Over the past few years, the boom in superhero movies has led to many imitators trying to repeat Marvel’s success. “Max Steel,” based off the long-running toy line from Mattel, is definitely one of them. And that’s about all that can be said about it.

Don’t be surprised if you haven’t heard of the film before, the “Max Steel” opening on Friday was met with resounding indifference. The indifference was on the part of both audiences and the production company, who dumped the film into theaters with virtually no fanfare.

“Max Steel” has the mark of a movie that was meant to start a superhero franchise before somebody realized it was never going to happen, then released it anyway in hopes of recouping losses.

The plot takes most of its cues from the 2013 TV series of the same name. Max McGrath (Ben Winchell) has recently moved into a new town, where his long-deceased father once worked as a scientist. So far, it’s going well. He’s made a new friend at school, the lovely and helpful Sofia (Ana Villafañe), and met his dad’s best friend Miles (Andy García) who tells him about his father’s history and research. As Max’s otherwise doting mother, Molly (Maria Bello), has been oddly mum about his father his whole life, Max eats up all the information he can find. Then Max suddenly starts giving off blue sparkly energy. In addition a tiny, flying alien robot with no memory named Steel (voiced by Josh Brener) conveniently shows up, saying he needs the energy Max gives off to live. If Max’s energy builds up too much, he’ll die, so they're stuck with each other.

Together, they make the hero Max Steel, according to the title at least, because at no point do they call themselves that. The pair must learn to work together and master their generic superpowers before a group of evil aliens come to kill the pair and take over the world, as evil aliens do.

Despite the premise sounding like the Saturday morning cartoon it’s based on, the film itself has a realistic, somber tone, maybe in part because it was cheaper that way. The colors are muted, the camera subtly shakes to give it that “home-movie” vibe, the music is either poignant or dramatic and the characters are prone to stare off into the distance monologuing about love and loss.
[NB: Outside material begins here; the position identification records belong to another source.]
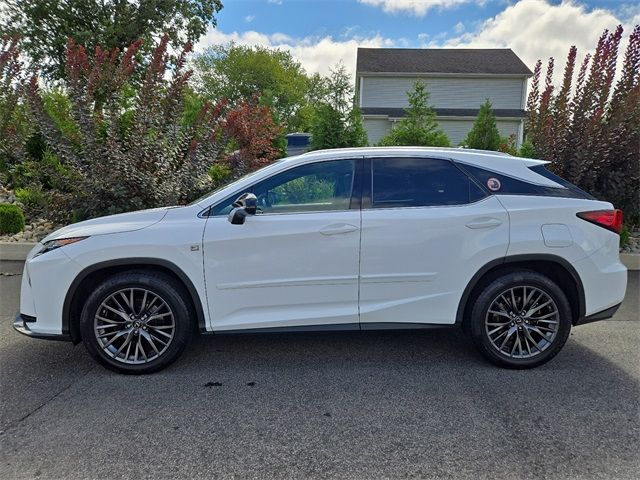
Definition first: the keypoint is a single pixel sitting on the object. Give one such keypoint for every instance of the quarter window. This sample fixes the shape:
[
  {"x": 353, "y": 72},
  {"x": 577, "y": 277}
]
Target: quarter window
[
  {"x": 315, "y": 187},
  {"x": 420, "y": 182}
]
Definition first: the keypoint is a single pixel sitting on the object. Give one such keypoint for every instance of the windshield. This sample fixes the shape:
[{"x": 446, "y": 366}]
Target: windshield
[{"x": 230, "y": 184}]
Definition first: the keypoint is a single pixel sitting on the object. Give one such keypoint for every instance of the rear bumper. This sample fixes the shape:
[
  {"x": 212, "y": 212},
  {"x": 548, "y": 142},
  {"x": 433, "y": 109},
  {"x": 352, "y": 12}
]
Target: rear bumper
[
  {"x": 603, "y": 315},
  {"x": 21, "y": 325}
]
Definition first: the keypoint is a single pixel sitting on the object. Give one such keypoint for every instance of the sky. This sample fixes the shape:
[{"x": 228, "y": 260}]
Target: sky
[{"x": 321, "y": 33}]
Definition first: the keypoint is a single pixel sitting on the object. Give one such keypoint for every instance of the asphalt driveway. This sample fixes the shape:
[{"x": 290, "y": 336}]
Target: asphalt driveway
[{"x": 350, "y": 405}]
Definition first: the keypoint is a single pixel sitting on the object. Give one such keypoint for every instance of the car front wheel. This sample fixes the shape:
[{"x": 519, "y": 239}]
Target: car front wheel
[
  {"x": 136, "y": 322},
  {"x": 521, "y": 320}
]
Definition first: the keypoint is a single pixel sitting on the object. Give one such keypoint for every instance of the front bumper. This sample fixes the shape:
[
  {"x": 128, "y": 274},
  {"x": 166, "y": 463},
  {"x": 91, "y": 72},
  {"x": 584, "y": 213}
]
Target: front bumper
[{"x": 20, "y": 324}]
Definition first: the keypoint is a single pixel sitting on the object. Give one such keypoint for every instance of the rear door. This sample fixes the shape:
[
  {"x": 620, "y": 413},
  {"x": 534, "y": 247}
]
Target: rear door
[
  {"x": 427, "y": 228},
  {"x": 295, "y": 263}
]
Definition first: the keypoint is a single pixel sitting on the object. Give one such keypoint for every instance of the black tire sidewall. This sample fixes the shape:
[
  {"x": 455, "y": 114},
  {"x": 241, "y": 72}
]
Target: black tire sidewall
[
  {"x": 499, "y": 285},
  {"x": 160, "y": 284}
]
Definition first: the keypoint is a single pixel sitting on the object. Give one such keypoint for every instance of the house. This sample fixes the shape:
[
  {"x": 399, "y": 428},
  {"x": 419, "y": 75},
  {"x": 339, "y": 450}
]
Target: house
[{"x": 458, "y": 80}]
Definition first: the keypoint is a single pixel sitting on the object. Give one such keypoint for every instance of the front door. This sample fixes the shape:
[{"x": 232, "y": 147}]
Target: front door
[
  {"x": 426, "y": 230},
  {"x": 293, "y": 264}
]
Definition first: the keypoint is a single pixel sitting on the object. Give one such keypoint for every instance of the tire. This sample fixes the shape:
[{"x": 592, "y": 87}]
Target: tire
[
  {"x": 148, "y": 337},
  {"x": 528, "y": 335}
]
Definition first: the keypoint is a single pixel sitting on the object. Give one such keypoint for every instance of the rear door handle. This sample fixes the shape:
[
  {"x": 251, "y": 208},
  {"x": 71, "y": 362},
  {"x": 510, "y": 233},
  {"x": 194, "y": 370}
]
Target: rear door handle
[
  {"x": 338, "y": 228},
  {"x": 484, "y": 223}
]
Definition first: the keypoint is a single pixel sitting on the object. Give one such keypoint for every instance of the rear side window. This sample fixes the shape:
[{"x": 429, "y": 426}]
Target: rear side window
[
  {"x": 420, "y": 182},
  {"x": 504, "y": 185},
  {"x": 542, "y": 170}
]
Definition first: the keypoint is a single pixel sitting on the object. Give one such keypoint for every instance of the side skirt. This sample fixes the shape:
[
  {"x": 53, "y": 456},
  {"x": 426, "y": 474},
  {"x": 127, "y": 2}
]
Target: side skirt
[{"x": 340, "y": 327}]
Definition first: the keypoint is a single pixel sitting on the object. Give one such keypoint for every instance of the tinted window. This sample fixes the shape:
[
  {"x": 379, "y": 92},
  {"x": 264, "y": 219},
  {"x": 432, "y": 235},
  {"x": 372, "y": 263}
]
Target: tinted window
[
  {"x": 542, "y": 170},
  {"x": 322, "y": 186},
  {"x": 512, "y": 186},
  {"x": 420, "y": 182}
]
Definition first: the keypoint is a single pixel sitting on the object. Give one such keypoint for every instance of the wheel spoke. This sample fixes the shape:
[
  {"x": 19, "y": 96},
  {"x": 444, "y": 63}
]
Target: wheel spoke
[
  {"x": 120, "y": 313},
  {"x": 127, "y": 341},
  {"x": 144, "y": 302},
  {"x": 147, "y": 337}
]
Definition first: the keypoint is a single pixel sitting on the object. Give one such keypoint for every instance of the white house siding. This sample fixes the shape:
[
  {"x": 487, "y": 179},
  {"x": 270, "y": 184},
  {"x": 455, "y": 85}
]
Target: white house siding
[
  {"x": 446, "y": 92},
  {"x": 455, "y": 129},
  {"x": 376, "y": 128}
]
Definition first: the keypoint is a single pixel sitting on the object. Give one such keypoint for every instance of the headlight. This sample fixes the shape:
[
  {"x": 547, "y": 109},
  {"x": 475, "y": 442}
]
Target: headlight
[{"x": 61, "y": 242}]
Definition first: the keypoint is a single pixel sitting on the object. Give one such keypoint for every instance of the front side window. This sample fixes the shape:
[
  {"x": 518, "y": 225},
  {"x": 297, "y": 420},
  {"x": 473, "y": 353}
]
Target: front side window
[
  {"x": 315, "y": 187},
  {"x": 420, "y": 182}
]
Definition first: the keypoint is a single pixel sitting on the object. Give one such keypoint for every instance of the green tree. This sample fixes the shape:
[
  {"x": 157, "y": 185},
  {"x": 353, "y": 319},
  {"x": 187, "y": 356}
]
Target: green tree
[
  {"x": 527, "y": 149},
  {"x": 238, "y": 73},
  {"x": 419, "y": 126},
  {"x": 484, "y": 135},
  {"x": 337, "y": 121},
  {"x": 45, "y": 25}
]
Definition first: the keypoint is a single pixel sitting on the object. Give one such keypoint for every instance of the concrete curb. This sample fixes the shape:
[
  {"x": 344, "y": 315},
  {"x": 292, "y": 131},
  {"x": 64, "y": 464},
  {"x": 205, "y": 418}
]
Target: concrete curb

Not every superhero is Batman. Not everything has to be realistic and dramatic, especially when it’s based on an action cartoon meant for tweens. What could have been a fun romp ends up being a slog thanks to the clashing tone.

The fight scenes, all two of them, are unimpressive to look at and hard to follow. The final battle has the heroes throw down with the surprise main villain in a dimly lit room with choppy camerawork that’s all too often used in lieu of actual fight choreography. The long scenes of people talking are too boring for the little kids to stay interested, and too poorly acted for the adults to take any enjoyment from.

Not to say it’s all bad. For one, the effects are great; energy flows off Max like water, and Steel feels like a believable part of the world instead of a special effect. There also seems to be a worthy theme about being honest with your loved ones. Two separate characters keep secrets from each other in order to protect the other person, only to find that a great deal could have been avoided if they hadn’t kept secrets at all.

Other than that, there’s just nothing to like. Max is your generic high school teen who’s clearly too old to actually be in high school, and otherwise has nothing going for him. Steel manages to avoid being annoying, except for a few scenes in school, but doesn’t leave an impression either.

In fact, nobody leaves an impression. There are no interesting performances here, good or bad. Max talks to his mom about what it’s like to miss a father he’s never known, and the resulting scene is, at best, adequate. Sofia talks about her homelife, Steel tries to recall his memories and there’s a third act misunderstanding. It’s all tolerable but not at all memorable.

With nothing that makes it stand out and a half-hearted marketing campaign, this film is destined to be soon forgotten by the few who even noticed it in the first place.